A couple of months ago I was asked to make a short presentation at Newcastle University about how my use of blogging and twitter have contributed to my teaching. In some respects this was a difficult assignment. While blogging and twitter offer possibilities for communication, distribution of materials, and even assessment,I have not used either platform directly for learning and teaching. My initial objectives for these platforms had been in terms of promoting my research and my own research profile. Yet, the more I thought about, the more I realised that this distinction between my online research activities and teaching and learning was not sustainable. As is the case in the physical lecture theatre, there was considerable cross-over taking place. Here were some of the points I raised in my presentation:
- Blogging and tweeting have been invaluable in terms of being able to find material that illustrates compelling contemporary examples across media formats for lectures and the seminar room. In particular, one of the benefits of crowd sourcing is the potential to gain access to materials--and sources of material--that one might never find otherwise.
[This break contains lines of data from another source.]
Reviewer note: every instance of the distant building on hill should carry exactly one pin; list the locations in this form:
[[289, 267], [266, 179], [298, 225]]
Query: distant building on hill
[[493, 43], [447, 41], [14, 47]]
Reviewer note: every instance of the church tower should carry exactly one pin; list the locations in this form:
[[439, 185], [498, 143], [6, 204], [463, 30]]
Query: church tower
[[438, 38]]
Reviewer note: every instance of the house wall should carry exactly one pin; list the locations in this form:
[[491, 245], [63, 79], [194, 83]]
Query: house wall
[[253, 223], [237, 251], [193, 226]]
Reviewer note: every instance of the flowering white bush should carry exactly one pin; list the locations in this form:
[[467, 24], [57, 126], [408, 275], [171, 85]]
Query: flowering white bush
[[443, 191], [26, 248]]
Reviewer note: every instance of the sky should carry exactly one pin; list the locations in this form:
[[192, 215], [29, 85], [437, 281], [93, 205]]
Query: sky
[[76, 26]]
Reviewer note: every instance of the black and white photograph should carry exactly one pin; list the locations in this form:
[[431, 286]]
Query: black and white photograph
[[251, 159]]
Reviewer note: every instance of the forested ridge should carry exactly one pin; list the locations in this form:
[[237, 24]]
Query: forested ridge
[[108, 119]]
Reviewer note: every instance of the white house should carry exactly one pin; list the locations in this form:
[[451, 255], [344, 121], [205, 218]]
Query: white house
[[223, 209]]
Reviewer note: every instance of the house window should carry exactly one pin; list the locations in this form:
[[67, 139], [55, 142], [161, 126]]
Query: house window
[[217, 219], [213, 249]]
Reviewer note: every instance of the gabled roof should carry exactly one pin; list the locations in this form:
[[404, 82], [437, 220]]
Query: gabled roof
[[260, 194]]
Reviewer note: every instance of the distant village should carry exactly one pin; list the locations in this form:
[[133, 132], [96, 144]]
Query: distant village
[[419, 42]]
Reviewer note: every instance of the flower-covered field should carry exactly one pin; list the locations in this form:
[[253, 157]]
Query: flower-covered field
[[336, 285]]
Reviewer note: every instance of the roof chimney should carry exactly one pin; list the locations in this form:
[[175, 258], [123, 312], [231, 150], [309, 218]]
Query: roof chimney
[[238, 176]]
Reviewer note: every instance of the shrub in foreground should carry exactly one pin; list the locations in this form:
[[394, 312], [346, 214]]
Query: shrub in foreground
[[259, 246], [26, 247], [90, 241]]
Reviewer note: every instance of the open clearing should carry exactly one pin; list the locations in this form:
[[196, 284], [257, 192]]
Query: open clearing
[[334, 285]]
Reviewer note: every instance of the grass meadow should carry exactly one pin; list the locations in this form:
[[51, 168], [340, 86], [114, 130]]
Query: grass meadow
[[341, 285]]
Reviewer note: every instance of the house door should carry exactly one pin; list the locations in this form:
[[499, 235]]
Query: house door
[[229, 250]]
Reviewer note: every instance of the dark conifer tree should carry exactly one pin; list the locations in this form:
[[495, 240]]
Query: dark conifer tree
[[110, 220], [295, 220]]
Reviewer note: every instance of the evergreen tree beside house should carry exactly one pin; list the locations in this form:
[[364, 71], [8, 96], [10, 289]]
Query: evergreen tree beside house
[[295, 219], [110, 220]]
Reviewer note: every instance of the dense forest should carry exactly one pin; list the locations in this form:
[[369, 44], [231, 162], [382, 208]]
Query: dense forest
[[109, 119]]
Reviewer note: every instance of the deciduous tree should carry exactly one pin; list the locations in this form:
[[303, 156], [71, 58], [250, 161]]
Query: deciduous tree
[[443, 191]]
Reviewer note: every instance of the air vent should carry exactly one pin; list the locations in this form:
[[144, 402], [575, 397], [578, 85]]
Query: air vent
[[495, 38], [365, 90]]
- Blogging and tweeting have served as archival systems for material that often gets used at a later date for teaching. Moreover, having an active online presence has made me more conscientious about instituting a research radar that helps to me source, record, archive, and redistribute material. I am by no means the most diligent archivist in the world, but I have come a long way from combing through ambiguous bookmarks across several computers...
- My areas of research interest are highly politicized and contain sensitive material. In this context, critical positions are prone to being mis-characterized. Blogging has helped in terms of being able to think through how I might present contemporary examples while teaching so that the analysis is accessible, thoughtful, and less likely to be misunderstood.
- The use of online platforms has also helps in terms of allowing lecturers to appear more human in the eyes of students. We can inadvertently seem like very imposing figures standing at a lectern in front of a room of 250 students. But blogging and twitter can help to reveal what is behind that persona. It has also been valuable in communicating other aspects of the job including the important role of my research with regards to what I teach.
- I am not a big fan of the word 'community' but I do feel that blogging and twitter can make a contribution to an academic community of lecturers and students in a department. Students who might not otherwise wish to communicate with me have sometimes stopped me in the hall to comment on something that I have blogged or tweeted. In other instances, I have had students email me with things that they thought I might be interest in given a recent blog post or tweet. These lines of informal communication about relevant material that extends beyond the seminar room is a good thing I think.
- While I have no definite data to back this up, I think that blogging and tweeting can only help in terms of recruiting undergraduate and postgraduate students in what has become a very competitive market.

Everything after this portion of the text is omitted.